Cave in Tynmouth, England

Jingling Geordie's Hole is a cave that has inspired a legend in Tynemouth, England.

The cave is between King Edward's Bay and Tynemouth Castle. It was originally known as "Jingling Man's Hole", the "Geordie" being a later addition.

Jingling Geordie is reputed to have been a 17th-century pirate and smuggler who used the cave as a lookout for incoming ships. This gave him advance opportunity to lie in wait at the nearby Black Middens where he would lure the ships onto the rocks with lanterns placed to look like boats waiting safely at anchor. He would then plunder the strewn cargoes and hide his booty away in a labyrinth of tunnels running beneath the Castle. Legend has it that Jingling Geordie still had fetters fixed around his legs and the chains rattled everywhere he went. Supposedly the jingle can still be heard on some evenings around the castle walls as his ghost stalks the cliffs keeping a watch over the headland.

==Location==
Jingling Geordie's Cave can be described as follows: Tynemouth Castle lies perched on a promontory surrounded on three sides by cliffs which drop for about 100 ft to the sea below. The cliffs on the south side mark the uppermost point of the mouth of the River Tyne and slope at the bottom into a little beach called the Priors' Haven. The north cliffs overlook a small sandy bay which stretches for about 300 yards. Carved into these cliffs, about halfway up, is a perfectly rectangular window that looks out across the bay and gives a wide view of the North Sea. The window is about 5 ft high by 3 ft wide.

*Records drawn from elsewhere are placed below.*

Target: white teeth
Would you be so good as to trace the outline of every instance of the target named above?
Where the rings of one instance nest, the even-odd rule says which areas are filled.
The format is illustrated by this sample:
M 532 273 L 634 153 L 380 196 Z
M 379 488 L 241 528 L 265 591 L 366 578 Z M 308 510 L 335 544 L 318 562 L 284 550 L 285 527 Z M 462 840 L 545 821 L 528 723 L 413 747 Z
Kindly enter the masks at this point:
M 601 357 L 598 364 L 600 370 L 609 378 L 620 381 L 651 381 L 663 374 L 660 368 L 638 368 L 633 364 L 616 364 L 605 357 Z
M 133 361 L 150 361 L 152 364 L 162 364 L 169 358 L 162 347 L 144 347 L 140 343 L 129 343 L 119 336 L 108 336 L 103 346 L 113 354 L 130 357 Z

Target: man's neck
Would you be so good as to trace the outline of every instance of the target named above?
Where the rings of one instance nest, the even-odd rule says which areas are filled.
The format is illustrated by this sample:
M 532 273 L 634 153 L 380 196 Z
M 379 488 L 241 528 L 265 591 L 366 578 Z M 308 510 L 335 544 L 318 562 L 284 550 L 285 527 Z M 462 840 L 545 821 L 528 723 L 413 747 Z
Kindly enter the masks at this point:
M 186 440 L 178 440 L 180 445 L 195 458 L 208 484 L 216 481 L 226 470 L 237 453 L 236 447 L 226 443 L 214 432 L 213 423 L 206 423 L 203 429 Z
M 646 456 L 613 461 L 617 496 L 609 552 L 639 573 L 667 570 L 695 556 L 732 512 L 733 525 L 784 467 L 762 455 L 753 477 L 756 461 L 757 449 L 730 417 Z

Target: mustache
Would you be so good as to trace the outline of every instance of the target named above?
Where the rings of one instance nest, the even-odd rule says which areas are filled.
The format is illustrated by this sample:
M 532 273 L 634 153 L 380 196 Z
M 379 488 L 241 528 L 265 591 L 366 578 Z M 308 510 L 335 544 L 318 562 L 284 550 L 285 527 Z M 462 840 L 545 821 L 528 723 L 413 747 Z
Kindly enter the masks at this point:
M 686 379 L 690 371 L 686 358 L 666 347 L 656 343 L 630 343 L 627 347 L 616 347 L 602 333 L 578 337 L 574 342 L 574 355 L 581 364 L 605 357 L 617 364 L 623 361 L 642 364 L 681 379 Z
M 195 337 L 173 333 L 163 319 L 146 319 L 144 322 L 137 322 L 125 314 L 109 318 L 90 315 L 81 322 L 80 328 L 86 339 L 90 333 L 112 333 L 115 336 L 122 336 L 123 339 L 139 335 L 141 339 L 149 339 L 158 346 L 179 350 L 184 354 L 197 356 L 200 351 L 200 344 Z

Getting down to this lookout point requires crawling down a steep zigzag path about a foot wide. At the entrance of the cave is a narrow gap between the cliff on the left and part of the castle wall which stretches upwards for about 60 ft to the walkway above. It is in this wall that the window is cut, while on the other side there is a very small hole which was formerly the tunnel entrance but was blocked off some years ago to stop people venturing down there. All that is left is a slit about a foot long and a couple of inches wide. A torch can be shone down this hole but nothing can be made out.

==Legends==
Local legend says that the cave conceals a fabulous amount of treasure. This inspired a further legend that a boy named Walter went to look for the treasure when his mother told him the story. He resolved to make the finding of the treasure his "quest" as part of his knighthood. He began the quest on the Eve of St John (24 June, traditionally the day before Midsummer).

Sir Walter is said to have entered the cave and ignored the spectre and dragon that attempted to distract him. He discovered a gateway with a bugle hanging from a golden cord. He blew the bugle three times, which caused the doors of the gateway to open to reveal a large and brightly lit hall. The hall was supported by pillars of jasper and crystal, with gold lamps illuminating piles of gold and gems. The treasures were removed by Sir Walter and he became a wealthy landowner, called "the Lord of a Hundred Castles".

The legend is mentioned in a folk song, which ends with the lines

Gold heaped upon gold, and emeralds green
And diamonds and rubies, and sapphires untold
Rewarded the courage of Walter the Bold.